People who have been arrested for cannabis in Virginia have faced diverse consequences ranging from fines and criminal records, to imprisonment, all of which can block and derail life opportunities in the realms of work, housing, education, health and relationships, among others. According to NBC 12, in 2018 alone, Virginia prosecuted more than 46,000 simple cannabis possession cases, and almost 20,000 people, most of them Black, were found guilty of the misdemeanor, leaving them with a criminal record and, in some cases, fines and jail time.,. 

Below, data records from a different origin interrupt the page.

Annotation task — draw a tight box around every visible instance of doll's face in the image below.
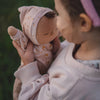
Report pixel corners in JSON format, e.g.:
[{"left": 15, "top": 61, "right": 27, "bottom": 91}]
[{"left": 36, "top": 16, "right": 58, "bottom": 44}]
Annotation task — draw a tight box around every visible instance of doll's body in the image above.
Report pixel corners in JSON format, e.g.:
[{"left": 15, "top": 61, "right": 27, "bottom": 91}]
[
  {"left": 8, "top": 26, "right": 53, "bottom": 74},
  {"left": 8, "top": 6, "right": 60, "bottom": 100}
]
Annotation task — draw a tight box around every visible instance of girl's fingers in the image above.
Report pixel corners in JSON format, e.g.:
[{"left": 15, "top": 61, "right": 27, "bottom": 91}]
[
  {"left": 12, "top": 41, "right": 24, "bottom": 57},
  {"left": 26, "top": 41, "right": 33, "bottom": 52}
]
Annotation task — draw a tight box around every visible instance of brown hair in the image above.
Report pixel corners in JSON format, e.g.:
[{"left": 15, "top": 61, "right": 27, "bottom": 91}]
[
  {"left": 44, "top": 11, "right": 56, "bottom": 18},
  {"left": 60, "top": 0, "right": 100, "bottom": 20}
]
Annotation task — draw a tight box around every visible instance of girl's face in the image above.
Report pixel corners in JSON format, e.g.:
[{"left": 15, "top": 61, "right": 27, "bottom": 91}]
[
  {"left": 37, "top": 16, "right": 58, "bottom": 44},
  {"left": 55, "top": 0, "right": 82, "bottom": 44}
]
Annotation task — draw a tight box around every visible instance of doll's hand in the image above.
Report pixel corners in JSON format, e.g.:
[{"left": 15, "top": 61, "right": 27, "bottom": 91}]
[{"left": 12, "top": 41, "right": 34, "bottom": 65}]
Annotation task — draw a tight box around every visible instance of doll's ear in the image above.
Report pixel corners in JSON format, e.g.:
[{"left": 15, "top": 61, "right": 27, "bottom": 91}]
[
  {"left": 8, "top": 26, "right": 17, "bottom": 36},
  {"left": 80, "top": 13, "right": 92, "bottom": 32}
]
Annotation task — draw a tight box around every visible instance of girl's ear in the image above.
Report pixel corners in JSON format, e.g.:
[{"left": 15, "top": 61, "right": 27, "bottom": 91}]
[{"left": 80, "top": 13, "right": 92, "bottom": 32}]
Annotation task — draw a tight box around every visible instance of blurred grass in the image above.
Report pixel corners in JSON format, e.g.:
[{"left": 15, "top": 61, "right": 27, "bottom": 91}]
[{"left": 0, "top": 0, "right": 54, "bottom": 100}]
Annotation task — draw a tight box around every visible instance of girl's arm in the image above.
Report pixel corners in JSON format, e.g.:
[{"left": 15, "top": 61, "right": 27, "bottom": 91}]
[{"left": 13, "top": 42, "right": 75, "bottom": 100}]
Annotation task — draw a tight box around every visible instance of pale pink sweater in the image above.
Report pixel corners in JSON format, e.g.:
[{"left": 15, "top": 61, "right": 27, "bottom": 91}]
[{"left": 15, "top": 42, "right": 100, "bottom": 100}]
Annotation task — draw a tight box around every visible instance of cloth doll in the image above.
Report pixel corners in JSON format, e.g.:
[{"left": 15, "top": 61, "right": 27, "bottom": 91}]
[{"left": 8, "top": 6, "right": 60, "bottom": 100}]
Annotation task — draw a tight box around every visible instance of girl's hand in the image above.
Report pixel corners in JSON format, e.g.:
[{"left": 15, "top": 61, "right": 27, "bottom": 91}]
[{"left": 12, "top": 41, "right": 34, "bottom": 65}]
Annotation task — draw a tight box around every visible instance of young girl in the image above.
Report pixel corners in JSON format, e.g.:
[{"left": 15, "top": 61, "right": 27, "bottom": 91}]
[{"left": 13, "top": 0, "right": 100, "bottom": 100}]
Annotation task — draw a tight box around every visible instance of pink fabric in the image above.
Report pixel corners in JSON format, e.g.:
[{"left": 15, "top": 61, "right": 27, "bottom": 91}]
[
  {"left": 80, "top": 0, "right": 100, "bottom": 27},
  {"left": 18, "top": 6, "right": 53, "bottom": 45}
]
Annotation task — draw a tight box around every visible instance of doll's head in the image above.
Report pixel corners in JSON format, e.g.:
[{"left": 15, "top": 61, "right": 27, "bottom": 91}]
[
  {"left": 19, "top": 6, "right": 58, "bottom": 45},
  {"left": 55, "top": 0, "right": 100, "bottom": 44}
]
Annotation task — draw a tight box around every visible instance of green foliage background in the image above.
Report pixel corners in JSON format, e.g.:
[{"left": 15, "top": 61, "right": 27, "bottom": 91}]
[{"left": 0, "top": 0, "right": 54, "bottom": 100}]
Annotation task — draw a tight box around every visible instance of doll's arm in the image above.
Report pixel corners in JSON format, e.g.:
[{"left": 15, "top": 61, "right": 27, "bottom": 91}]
[{"left": 8, "top": 26, "right": 28, "bottom": 50}]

As reported by the Virginia Mercury, between July 2018 and July 2020, more than 1,000 people were charged with distributing more than a half ounce but less than 5 pounds of cannabis. About 67.5% of them were sent to either jail or prison, with terms ranging from months up to more than a year. Also during this period, 40 people were charged with growing large amounts of pot — some were jailed for six months, while others were sentenced to a median of 10 years in prison.

A 2020 Joint Legislative Audit & Review Commission report found, over the last decade, Black people in Virginia were about 3.5 times more likely to be arrested for cannabis possession than white people. These patterns repeat nationwide. Virginia’s pot decriminalization efforts in 2020 did not address these racial inequities, as The Outlaw Report covered in February. 

Northam and other Democrats have upheld correcting the racial disparities of the War on Drugs as central to their cannabis legalization efforts, and resentencing efforts are naturally a central component of reaching that goal. The current bill does include measures to seal records of past misdemeanor cannabis charges and to allow those charged with other cannabis offenses to petition for record expungement over the next five years or so. 

We asked Pedini of NORML whether they thought resentencing should and would be a priority in Virginia’s 2022 General Assembly. They said it “absolutely” should. But will it? 

“For NORML, yes,” Pedini said. “As for the legislature and administration, that largely depends upon the outcome of the November elections. Vote wisely, Virginia.”